Griffin Investigations
- Industry: Business services Security Gambling industry
- Founded: 1967; 59 years ago
- Founder: Beverly and Robert Griffin
- Area served: United States
- Website: Official website

= Griffin Investigations =

Investigators of the United States gambling industry

Griffin Investigations was once the most prominent group of private investigators specializing in the United States gambling industry; roughly half of the major casinos in the US once subscribed to Griffin's services. The company was founded in 1967 by Beverly S. Griffin and Robert R. Griffin.

The company maintained dossiers on card counters, serial jackpot winners, and other individuals, chiefly professional gamblers using legal techniques to gain an advantage in casino games; these profiles were regularly published in the Griffin Book and distributed to subscribing casinos. Griffin Investigations was instrumental in ending the MIT Blackjack Team’s winning streak, after a Griffin investigator purchased the names, photographs, and other details identifying the group's members, and the company distributed the information to casinos.

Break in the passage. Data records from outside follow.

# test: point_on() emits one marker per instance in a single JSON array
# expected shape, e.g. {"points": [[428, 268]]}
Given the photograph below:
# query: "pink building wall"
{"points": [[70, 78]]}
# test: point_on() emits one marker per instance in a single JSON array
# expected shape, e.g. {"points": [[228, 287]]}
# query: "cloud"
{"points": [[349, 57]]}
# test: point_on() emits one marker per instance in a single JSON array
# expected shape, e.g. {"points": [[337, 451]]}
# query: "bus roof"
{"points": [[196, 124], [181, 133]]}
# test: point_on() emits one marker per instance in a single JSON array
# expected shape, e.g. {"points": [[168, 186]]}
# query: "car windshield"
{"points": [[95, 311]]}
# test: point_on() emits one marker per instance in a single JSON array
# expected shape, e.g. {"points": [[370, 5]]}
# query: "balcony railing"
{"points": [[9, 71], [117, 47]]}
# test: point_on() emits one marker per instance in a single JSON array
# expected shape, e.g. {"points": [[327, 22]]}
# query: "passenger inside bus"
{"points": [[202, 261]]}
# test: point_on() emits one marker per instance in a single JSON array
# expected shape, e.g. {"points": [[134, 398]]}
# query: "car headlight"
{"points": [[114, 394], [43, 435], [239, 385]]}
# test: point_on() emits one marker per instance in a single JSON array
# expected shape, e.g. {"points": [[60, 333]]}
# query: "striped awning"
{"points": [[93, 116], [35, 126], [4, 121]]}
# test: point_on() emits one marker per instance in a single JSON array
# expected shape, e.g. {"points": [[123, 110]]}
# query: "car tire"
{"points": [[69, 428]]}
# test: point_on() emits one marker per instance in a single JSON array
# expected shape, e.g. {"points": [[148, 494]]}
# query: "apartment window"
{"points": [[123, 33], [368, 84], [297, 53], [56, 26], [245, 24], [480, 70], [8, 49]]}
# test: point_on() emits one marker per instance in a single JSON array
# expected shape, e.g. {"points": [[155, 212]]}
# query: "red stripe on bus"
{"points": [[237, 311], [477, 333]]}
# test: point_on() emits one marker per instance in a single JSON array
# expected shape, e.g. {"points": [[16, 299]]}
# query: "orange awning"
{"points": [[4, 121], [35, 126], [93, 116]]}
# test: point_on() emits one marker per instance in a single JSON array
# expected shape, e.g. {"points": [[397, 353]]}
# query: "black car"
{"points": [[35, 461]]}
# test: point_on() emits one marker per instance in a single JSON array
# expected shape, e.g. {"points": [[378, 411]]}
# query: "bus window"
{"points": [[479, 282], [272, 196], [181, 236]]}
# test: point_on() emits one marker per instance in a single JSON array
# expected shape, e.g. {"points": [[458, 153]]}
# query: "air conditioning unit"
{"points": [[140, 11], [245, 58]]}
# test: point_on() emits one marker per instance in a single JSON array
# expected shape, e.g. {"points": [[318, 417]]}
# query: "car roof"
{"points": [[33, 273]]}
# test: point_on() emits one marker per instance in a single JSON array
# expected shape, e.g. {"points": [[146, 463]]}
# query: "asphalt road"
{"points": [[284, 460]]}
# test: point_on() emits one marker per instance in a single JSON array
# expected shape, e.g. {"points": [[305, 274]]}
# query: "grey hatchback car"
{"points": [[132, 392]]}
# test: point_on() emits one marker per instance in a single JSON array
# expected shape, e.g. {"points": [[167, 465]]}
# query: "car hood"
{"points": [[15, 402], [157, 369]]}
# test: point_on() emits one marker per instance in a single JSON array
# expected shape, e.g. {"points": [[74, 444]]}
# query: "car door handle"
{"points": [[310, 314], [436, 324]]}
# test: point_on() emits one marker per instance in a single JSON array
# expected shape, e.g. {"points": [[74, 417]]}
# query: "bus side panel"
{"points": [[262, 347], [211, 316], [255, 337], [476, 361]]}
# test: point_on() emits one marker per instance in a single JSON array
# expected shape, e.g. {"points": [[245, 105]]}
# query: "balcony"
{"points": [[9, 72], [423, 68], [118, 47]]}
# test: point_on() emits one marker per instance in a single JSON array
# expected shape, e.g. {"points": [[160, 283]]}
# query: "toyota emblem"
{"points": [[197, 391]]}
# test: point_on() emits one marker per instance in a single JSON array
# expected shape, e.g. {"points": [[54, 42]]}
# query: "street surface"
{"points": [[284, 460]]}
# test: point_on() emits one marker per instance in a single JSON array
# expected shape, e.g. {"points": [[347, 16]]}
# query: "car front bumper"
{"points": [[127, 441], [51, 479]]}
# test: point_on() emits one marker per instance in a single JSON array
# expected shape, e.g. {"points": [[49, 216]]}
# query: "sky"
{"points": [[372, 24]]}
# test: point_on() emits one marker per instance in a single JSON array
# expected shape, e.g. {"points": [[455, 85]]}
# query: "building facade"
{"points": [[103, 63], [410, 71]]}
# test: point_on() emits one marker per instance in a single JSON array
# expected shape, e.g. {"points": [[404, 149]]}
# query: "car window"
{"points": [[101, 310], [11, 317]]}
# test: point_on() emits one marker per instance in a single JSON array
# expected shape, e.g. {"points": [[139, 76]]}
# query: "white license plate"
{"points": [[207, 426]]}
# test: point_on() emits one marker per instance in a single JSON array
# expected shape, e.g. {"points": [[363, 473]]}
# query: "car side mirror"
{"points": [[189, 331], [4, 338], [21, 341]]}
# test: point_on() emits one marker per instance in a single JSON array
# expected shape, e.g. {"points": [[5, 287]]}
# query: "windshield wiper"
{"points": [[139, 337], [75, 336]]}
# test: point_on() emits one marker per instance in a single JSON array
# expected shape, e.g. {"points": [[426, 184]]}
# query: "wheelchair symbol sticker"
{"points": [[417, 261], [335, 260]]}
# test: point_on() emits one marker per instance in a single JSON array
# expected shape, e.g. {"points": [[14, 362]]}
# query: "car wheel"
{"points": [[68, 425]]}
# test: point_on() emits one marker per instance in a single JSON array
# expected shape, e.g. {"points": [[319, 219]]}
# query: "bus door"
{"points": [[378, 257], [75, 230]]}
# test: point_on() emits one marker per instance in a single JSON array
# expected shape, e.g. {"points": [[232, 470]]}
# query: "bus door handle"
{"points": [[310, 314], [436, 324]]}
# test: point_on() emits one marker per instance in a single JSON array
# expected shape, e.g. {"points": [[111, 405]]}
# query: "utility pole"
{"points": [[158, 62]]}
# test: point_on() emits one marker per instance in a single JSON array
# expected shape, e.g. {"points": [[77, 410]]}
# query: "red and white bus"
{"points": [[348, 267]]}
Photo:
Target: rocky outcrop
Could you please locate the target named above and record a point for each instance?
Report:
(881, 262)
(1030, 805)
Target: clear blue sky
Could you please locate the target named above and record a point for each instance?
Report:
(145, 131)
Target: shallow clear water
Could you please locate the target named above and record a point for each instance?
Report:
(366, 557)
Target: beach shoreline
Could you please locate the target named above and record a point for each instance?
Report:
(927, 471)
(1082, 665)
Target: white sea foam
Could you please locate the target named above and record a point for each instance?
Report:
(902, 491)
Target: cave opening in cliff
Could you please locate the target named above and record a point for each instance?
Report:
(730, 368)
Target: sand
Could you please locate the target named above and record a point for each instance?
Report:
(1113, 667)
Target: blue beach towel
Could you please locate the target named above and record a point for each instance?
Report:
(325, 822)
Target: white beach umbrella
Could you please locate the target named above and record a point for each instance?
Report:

Griffin also marketed a controversial facial recognition system that used computer software to compare gamblers' faces against several volumes of mug shots. Beverly S. Griffin, the firm's co-founder and co-owner, estimates as many as half of Southern Nevada's casinos now use biometric technology to identify the faces of card cheats or other undesirables. However, a Las Vegas casino surveillance director (writing under the pseudonym Cellini) reported in the book, The Card Counter's Guide to Casino Surveillance (2003), that biometric technology was considered virtually useless by actual casino surveillance operatives because of overwhelming numbers of false reads.

==History==
The Las Vegas Sun reported on September 13, 2005 that Griffin Investigations had filed for Chapter 11 bankruptcy protection in light of legal costs and damages from a successful defamation lawsuit against the company. The lawsuit had been brought by two gamblers, Michael Russo and James Grosjean, claiming they had been improperly detained, labeled as cheaters and arrested, on the basis of information supplied by Griffin. The judgement of a jury in Clark County District Court, in June 2005, ordered Griffin Investigations to pay $15,000 to Michael Russo and $10,000 to James Grosjean in punitive damages; and Griffin Investigations and Caesars Palace were each ordered to pay Russo and Grosjean actual damages of $25,000 each.

According to the minutes of the Private Investigators Licensing Board for 18 June 2008, Beverly Griffin said that her ex-husband had retired, and she was seeking to purchase his half of the business. She said all Chapter 11 payments were up to date, all requirements had been met and she had, as advised by counsel, changed the way information was supplied, using data encryption.